That really makes wonder how they have been running those benchmarks.

[-]

Evening_Ad6637@reddit

There is no comparison between llama 3.2 90B and llama 3.1 70B

Each time you see llama 3.2 90B, the corresponding 70B model is llama 3, not llama 3.1

Therefore the differences totally make sense to me

[-]

randomqhacker@reddit

Wouldn't llama 3 70B score lower than llama 3.1 70B?

[-]

Evening_Ad6637@reddit

Yes exactly, Llama 3 70B should score lower than llama 3.1 70B.

Llama 3 is known to score worse than llama 3.1 of the same parameter size. And this finding is also consistent with the results from this benchmark.

If we assume that llama 3.1 70B and llama 3.2 90B achieve the same scores, then llama 3.2 90B is more or less representative of llama 3.1 70B

Now in each of the specific benchmark categories in which llama 3.2 90B and llama 3 70B both appear, we see that llama 3 70B scores significantly lower than its 3.2 90B sibling. Therefore, by implication, as stated, this is representative of "In each of the specific benchmark categories in which both llama 3.1 70B and llama 3 70B both appear, we can see that llama 3 70B scores significantly worse than its 3.1 70B sibling part"
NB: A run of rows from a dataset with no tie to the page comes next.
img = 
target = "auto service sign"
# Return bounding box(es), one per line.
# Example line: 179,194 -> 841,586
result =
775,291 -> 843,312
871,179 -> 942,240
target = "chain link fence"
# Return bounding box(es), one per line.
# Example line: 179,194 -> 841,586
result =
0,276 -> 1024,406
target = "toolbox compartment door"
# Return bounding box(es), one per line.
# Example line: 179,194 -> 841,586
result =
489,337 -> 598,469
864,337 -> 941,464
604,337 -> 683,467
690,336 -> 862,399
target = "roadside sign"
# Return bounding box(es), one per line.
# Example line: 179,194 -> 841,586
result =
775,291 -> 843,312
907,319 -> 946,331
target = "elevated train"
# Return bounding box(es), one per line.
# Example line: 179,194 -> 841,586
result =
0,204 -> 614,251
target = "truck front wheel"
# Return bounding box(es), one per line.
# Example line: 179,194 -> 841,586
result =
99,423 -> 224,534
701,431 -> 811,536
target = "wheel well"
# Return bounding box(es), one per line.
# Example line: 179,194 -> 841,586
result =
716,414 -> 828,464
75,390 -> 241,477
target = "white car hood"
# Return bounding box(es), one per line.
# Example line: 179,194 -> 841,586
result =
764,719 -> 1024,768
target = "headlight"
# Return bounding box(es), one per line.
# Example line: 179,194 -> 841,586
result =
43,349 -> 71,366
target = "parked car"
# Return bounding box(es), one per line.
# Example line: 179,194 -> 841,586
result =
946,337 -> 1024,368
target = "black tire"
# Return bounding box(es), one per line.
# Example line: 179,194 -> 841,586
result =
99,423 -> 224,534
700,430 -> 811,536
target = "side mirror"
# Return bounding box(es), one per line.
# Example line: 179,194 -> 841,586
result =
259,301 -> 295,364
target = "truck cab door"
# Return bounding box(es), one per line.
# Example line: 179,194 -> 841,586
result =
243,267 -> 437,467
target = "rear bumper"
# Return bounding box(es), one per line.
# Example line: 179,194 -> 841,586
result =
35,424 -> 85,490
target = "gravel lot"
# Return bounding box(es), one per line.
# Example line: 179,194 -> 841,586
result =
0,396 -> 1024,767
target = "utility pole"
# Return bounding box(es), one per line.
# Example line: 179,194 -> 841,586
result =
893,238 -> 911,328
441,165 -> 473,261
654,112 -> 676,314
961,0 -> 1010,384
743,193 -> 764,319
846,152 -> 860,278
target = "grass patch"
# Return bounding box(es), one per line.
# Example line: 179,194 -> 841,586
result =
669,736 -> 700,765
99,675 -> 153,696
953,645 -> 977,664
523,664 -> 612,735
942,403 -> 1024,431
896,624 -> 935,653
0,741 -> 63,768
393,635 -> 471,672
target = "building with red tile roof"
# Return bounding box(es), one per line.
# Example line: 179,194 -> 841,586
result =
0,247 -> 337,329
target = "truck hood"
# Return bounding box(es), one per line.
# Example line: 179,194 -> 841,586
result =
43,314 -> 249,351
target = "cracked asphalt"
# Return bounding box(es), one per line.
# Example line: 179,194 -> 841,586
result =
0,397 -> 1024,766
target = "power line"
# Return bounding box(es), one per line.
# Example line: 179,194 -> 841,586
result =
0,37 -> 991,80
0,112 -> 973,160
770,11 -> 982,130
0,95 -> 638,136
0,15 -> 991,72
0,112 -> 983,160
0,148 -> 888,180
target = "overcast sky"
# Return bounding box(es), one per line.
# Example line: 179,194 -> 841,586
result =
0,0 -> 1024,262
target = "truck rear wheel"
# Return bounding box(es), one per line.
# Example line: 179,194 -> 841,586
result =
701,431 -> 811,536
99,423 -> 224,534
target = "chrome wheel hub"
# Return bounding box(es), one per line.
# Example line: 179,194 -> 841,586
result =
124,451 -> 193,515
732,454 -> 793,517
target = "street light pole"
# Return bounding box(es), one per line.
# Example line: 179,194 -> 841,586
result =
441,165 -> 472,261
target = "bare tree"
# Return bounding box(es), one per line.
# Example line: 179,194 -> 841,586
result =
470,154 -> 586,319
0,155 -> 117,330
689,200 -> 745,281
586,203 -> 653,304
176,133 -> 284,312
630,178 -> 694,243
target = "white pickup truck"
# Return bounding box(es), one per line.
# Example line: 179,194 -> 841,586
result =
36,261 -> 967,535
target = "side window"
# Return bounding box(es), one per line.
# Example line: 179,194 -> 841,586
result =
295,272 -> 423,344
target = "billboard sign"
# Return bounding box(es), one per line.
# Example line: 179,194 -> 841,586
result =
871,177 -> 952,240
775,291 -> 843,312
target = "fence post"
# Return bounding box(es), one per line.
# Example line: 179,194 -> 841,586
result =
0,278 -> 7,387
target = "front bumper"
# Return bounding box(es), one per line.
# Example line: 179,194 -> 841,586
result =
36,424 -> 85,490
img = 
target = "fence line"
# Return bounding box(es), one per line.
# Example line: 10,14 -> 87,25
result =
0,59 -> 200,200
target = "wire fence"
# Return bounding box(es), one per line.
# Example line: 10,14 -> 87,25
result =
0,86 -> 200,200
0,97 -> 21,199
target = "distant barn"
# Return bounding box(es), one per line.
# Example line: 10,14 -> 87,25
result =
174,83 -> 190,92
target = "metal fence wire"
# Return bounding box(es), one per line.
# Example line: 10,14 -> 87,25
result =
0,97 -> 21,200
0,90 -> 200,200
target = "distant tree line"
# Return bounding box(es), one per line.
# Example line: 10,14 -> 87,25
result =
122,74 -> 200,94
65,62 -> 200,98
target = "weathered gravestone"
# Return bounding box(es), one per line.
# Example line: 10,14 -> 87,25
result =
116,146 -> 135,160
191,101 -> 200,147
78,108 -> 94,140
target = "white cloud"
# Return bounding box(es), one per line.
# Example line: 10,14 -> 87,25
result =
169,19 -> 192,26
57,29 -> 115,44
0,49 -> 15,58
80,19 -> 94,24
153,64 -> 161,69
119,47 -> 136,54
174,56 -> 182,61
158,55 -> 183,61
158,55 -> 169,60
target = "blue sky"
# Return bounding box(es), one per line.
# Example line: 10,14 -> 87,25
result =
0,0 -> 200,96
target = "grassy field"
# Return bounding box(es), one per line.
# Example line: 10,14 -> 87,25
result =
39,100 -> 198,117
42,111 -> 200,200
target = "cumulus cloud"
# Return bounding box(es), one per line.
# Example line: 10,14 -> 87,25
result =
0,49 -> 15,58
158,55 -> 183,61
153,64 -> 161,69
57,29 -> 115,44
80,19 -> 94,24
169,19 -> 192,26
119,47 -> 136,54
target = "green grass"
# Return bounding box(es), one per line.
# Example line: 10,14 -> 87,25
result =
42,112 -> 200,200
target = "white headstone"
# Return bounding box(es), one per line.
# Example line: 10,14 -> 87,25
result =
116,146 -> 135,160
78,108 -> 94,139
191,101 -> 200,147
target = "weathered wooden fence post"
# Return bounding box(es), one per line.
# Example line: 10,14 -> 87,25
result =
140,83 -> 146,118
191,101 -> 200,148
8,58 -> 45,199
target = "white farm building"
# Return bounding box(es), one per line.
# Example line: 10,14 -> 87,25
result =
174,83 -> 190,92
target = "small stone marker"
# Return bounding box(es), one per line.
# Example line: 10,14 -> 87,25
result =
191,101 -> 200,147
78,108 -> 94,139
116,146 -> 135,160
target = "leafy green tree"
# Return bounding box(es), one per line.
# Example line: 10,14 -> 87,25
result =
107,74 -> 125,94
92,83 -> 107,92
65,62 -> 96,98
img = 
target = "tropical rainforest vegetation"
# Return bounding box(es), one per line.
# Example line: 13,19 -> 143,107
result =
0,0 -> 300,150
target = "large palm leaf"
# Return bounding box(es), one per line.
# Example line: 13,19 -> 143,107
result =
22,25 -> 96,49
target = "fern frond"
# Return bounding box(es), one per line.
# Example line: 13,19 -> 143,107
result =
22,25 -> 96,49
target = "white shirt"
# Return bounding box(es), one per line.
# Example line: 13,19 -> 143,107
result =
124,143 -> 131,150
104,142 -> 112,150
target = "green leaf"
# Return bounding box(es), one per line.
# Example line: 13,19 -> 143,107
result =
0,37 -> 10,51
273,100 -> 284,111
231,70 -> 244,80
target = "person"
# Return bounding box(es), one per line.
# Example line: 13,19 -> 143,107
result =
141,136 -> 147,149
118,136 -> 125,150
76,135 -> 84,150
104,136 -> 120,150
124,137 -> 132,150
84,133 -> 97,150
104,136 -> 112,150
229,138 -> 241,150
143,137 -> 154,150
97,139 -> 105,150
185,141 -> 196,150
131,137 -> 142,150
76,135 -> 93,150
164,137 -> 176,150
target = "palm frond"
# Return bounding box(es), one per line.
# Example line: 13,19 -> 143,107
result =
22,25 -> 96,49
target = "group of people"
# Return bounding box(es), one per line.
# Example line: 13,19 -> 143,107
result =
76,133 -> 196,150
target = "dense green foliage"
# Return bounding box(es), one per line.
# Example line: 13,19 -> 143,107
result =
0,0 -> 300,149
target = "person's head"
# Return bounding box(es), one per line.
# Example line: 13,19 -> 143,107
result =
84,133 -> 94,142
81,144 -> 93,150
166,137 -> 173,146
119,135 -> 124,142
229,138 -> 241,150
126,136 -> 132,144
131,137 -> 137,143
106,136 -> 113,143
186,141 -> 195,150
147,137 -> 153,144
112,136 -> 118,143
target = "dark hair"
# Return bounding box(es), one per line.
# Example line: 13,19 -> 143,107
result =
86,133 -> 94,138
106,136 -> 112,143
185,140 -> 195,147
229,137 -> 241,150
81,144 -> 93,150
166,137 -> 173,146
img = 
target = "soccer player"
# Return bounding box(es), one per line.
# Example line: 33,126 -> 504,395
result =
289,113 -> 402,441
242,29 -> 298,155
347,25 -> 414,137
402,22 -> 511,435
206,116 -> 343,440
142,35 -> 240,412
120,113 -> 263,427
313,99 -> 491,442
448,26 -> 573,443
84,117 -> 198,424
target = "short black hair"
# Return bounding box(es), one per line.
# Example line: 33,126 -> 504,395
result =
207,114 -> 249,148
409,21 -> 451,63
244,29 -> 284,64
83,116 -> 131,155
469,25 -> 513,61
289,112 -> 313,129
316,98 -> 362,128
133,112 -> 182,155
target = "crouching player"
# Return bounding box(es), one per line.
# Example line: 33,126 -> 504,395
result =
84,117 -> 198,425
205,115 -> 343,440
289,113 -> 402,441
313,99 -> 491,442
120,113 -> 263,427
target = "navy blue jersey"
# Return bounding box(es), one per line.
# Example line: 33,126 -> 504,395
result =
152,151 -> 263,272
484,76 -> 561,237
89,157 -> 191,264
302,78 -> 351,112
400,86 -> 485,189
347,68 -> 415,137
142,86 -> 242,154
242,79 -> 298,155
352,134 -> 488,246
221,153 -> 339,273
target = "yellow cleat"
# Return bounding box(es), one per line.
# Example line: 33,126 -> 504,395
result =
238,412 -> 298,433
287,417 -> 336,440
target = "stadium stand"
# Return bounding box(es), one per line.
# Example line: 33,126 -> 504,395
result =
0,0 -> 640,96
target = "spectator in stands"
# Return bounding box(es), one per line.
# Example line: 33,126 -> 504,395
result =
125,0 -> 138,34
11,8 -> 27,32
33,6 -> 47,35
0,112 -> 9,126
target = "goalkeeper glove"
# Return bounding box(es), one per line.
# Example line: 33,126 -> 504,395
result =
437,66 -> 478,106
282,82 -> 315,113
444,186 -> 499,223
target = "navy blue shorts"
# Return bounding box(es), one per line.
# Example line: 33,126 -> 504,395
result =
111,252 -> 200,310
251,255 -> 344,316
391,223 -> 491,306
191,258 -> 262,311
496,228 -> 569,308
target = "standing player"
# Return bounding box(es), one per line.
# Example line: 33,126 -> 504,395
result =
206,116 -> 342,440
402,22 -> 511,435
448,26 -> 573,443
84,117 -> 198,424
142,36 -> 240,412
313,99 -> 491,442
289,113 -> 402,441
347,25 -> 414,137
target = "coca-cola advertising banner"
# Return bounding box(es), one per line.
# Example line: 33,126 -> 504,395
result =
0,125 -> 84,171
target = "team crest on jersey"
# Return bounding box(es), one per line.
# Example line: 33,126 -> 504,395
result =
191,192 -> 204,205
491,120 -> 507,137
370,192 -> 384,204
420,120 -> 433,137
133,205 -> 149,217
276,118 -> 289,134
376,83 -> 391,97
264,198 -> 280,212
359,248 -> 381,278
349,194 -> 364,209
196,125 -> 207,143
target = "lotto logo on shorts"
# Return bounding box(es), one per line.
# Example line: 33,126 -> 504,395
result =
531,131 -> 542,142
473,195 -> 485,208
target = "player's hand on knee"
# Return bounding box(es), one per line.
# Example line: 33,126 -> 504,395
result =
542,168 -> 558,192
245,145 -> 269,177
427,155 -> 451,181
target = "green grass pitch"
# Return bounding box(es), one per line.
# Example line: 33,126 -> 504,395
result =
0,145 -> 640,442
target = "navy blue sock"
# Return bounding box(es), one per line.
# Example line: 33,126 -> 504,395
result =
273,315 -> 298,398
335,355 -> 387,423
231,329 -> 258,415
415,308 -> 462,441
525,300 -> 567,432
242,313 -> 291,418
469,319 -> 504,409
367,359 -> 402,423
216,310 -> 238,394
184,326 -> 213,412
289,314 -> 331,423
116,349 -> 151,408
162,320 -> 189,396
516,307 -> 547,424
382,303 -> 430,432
But yeah, slightly confusing with the naming and versioning xD

[-]

Xandrmoro@reddit

Its funny how benchmarks dont really reflect the reality when it comes to more special usecases. L3.1 is so, so horribad at RP, and L3 is actually damn amazing, for example. And people tend to forget that benchmarks are not all that matters :p

[-]

Expensive-Apricot-25@reddit

The new sonnet is lowkey creepy with how good it is…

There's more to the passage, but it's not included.